IT IS possible to categorise ministers into three distinct groups.
The first are the high-flyers. These are the top performers who the public recognise and even like: the ones who party members hope may one day lead the party.
The second group, the passengers, counterbalance these luminaries. These are the ministers who neither impress nor disappoint. They are the anonymous plodders who must be carried along due to political or geographic considerations.
While these passengers might not add to the Government’s poll ratings, neither do they damage them. They can be carried along without much effort or risk.
But it is members of the third category who have been most visible over the past few weeks. These are the weak links.
This Government contains a few weak links.
Unlike passengers, they have the capacity to inflict considerable damage on the entire Government. They can derail its programme and mortally damage its agenda.
The two weak links in this Government are Phil Hogan and Alan Shatter. They are not the only ones, but the insensitivity and arrogance they display manages even to edge the walking disaster zone that is the Health Minister, Dr James Reilly, out of the frame.
Within months of taking office, both Hogan and Shatter were reaching levels of conceit and arrogance that predecessors who spent decades in power never dared attempt.
Hogan’s approach to the introduction of the household charge was ham-fisted from the start. While his “just do as you are told” approach was classic old-school Fine Gael, his failure to grasp the understandable difficulties many would have in paying within the very tight deadlines suggests someone far removed from realities of life in 2012 Ireland.
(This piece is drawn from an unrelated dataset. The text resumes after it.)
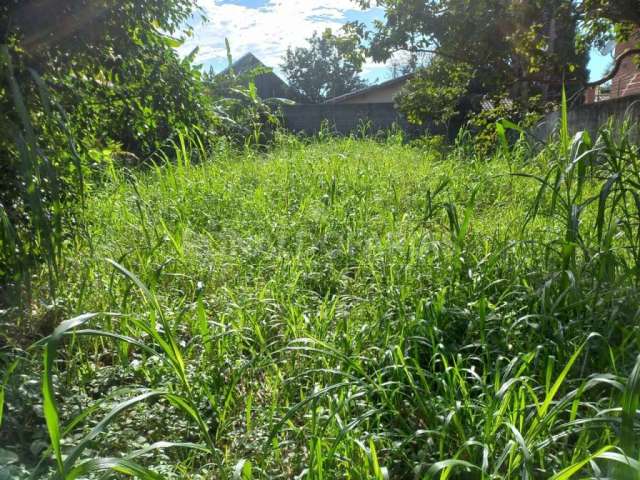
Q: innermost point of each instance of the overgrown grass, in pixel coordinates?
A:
(345, 309)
But Hogan could not be warned. Hogan knows best. It is the same imperious style he displayed in the introduction of the septic tank charge. In that instance, his initial dogmatic approach ended with his having to do a U-turn, claiming that it was everyone else who had got it wrong.
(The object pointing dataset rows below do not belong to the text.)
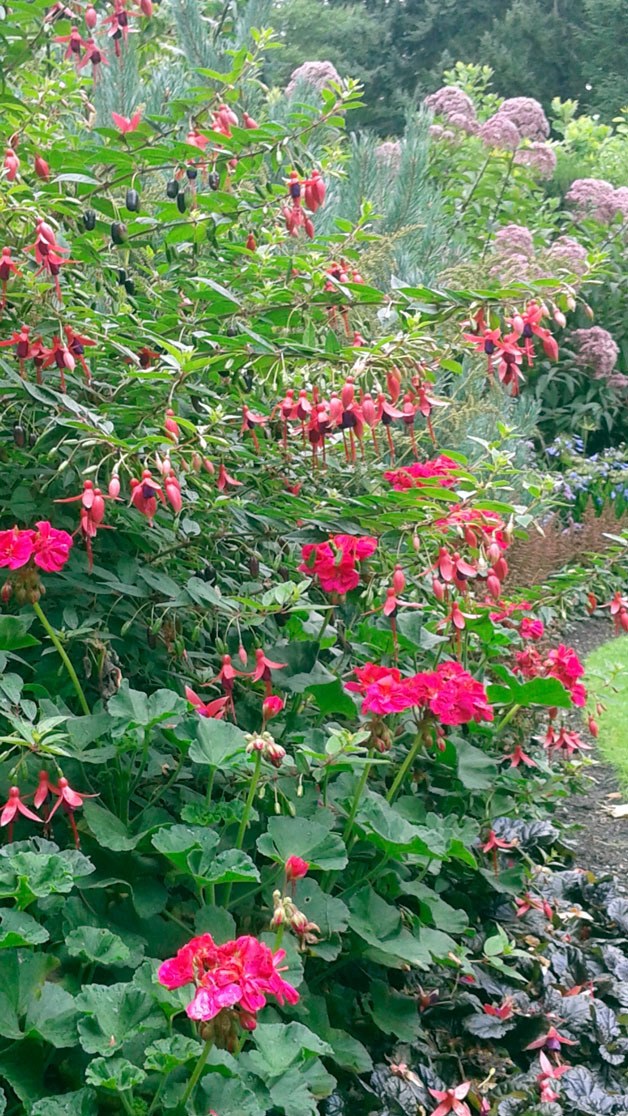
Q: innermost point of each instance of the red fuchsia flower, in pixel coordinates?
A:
(12, 807)
(16, 548)
(75, 44)
(263, 666)
(296, 868)
(213, 709)
(50, 547)
(77, 344)
(8, 267)
(531, 629)
(415, 475)
(566, 741)
(224, 480)
(11, 164)
(504, 1010)
(550, 1041)
(532, 903)
(271, 706)
(239, 974)
(452, 1100)
(21, 342)
(518, 757)
(126, 124)
(144, 496)
(493, 843)
(95, 56)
It is the attitude we can expect from him as he turns his attention to dismantling the current water service system. As we saw during the week, the Taoiseach, the Tanaiste and the rest of the Government are at sixes and sevens on how the new scheme will work, how many jobs will be lost and how much families are going to be asked to pay.
You would imagine that the ultimate cost to families would be the minister’s first consideration when making such a massive reform. But that is not the Hogan way. Not when it comes to policies or to politics.
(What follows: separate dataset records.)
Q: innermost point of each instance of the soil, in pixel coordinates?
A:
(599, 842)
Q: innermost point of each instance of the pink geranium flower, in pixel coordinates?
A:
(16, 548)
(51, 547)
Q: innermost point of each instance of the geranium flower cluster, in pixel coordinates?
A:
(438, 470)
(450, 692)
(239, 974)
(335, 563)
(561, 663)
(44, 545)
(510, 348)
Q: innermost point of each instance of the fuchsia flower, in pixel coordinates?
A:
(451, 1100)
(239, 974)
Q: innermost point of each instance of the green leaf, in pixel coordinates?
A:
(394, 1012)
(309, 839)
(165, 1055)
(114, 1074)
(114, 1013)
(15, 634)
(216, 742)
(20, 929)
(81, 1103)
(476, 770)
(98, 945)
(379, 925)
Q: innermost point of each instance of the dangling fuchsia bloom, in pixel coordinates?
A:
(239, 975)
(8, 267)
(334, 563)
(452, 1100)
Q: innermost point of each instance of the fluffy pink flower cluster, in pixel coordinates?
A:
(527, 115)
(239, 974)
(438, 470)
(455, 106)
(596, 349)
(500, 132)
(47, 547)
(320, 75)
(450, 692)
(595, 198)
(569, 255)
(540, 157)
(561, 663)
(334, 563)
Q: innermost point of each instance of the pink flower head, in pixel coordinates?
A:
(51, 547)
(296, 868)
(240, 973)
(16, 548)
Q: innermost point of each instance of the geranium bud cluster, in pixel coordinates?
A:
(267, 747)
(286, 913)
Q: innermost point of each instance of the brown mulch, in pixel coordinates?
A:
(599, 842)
The revelation in the Sunday Independent a few weeks ago of his comments to a former senior Fine Gael administrator showed that his arrogance and condescension is not reserved only for those outside the FG fortress.
Hogan’s insensitivity to what ordinary men and women are enduring is matched by that of his colleague, the Minister for Justice. While the results of damage that Hogan’s misadventures have inflicted on the Government have yet to be seen, the evidence is already there in the case of Shatter.
The blame for the defeat of the Oireachtas inquiries referendum last October lies at his door. While Brendan Howlin was the minister technically responsible for proposing the measure, it was Shatter who made most of the running.
It was Shatter who haughtily dismissed the concerns of the eight former attorneys general. It was Shatter who discarded their opinion as “not credible” and it was he who then went on to attack them personally.
Like Hogan, Shatter does not reserve his disdain for just particular groups or sections of society. His “get a life” comment to those concerned about the household charge showed a similar disinterest and detachment from ordinary life. An easy thing to do, I suppose, when Shatter has interests in about 15 properties between Florida, London and Dublin.
We know how politically indebted the Taoiseach is to both these guys. Without their support and backing, he would be just another backbencher. So, it appears that enduring their continuing arrogance and indifference is the price we all must pay.